Die Angeklagten haben sich jedoch einer Verabredung zum schweren Raub schuldig gemacht (§§ 30 Abs. 2, 250 Abs. 2 Nr. 1 StGB). Der geplante Einsatz einer geladenen Schreckschußwaffe stellt die beabsichtigte Verwendung einer Waffe i.S. von § 250 Abs. 2 Nr. 1 StGB dar (Beschluß des Großen Senats für Strafsachen des Bundesgerichtshofs v. 4. Februar 2003 - GSSt 2/02 (= NJW 2003, 1677)). Der Senat hat den Schuldspruch entsprechend geändert. § 265 StPO steht der Schuldspruchänderung nicht entgegen, da ausgeschlossen werden kann, daß sich die geständigen Angeklagten gegen die abweichende rechtliche Würdigung der Tat anders als geschehen hätten verteidigen können.

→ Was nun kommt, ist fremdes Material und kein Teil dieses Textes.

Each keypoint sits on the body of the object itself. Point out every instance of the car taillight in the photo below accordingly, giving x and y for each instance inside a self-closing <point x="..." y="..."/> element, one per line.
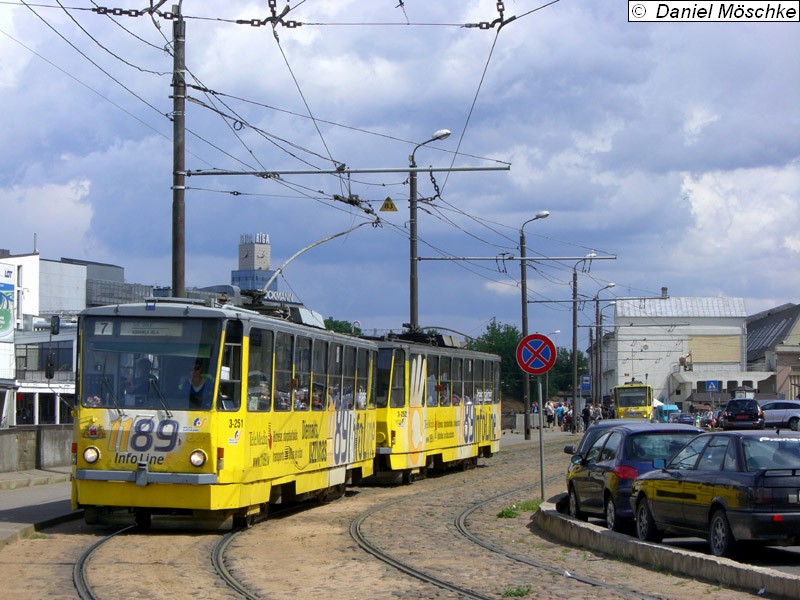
<point x="623" y="472"/>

2. Die im Fall 13 festgesetzten Einzelstrafen von jeweils drei Jahren und die Gesamtstrafen von acht Jahren bei dem Angeklagten F. (weitere einbezogene Einzelstrafen: sieben Jahre drei Monate, fünf Jahre, sieben Jahre sechs Monate, zwei Jahre und ein Jahr) sowie von vierzehn Jahren bei dem Angeklagten S. (weitere Einzelstrafen: sechs Jahre sechs Monate, fünf Jahre sechs Monate, fünf Jahre, vier Jahre neun Monate, sieben Jahre, drei Jahre sechs Monate) können bestehen bleiben. Der Senat schließt aus, daß bei einer Verurteilung wegen Verabredung zu einem Verbrechen des schweren Raubes statt wegen Versuchs die jeweiligen Einzelstrafen und die Gesamtstrafen milder ausgefallen wären. Der nach § 30 Abs. 1 Satz 2, Abs. 2 StGB gemilderte Strafrahmen entspricht dem des Versuchsstrafrahmens. Zudem wäre die Strafe nach der Änderung der Rechtsprechung durch den Beschluß des Großen Senats für Strafsachen des Bundesgerichtshofs vom 4. Februar 2003 (aaO) dem nach § 30 Abs. 2 StGB gemilderten Strafrahmen des § 250 Abs. 2 Nr. 1 StGB (zwei Jahre bis elf Jahre drei Monate) zu entnehmen, der schärfer ist als der von der Strafkammer angewandte, nach § 23 Abs. 2 i.V.m. § 49 Abs. 1 StGB gemilderte Strafrahmen des § 250 Abs. 1 Nr. 1 b StGB (sechs Monate bis elf Jahre drei Monate).

Die Schuldspruchänderung stellt keinen solchen Erfolg der Revision dar, der eine Belastung des Angeklagten mit den vollen Kosten des Rechtsmittels unbillig erscheinen ließe (§ 473 Abs. 4 StPO).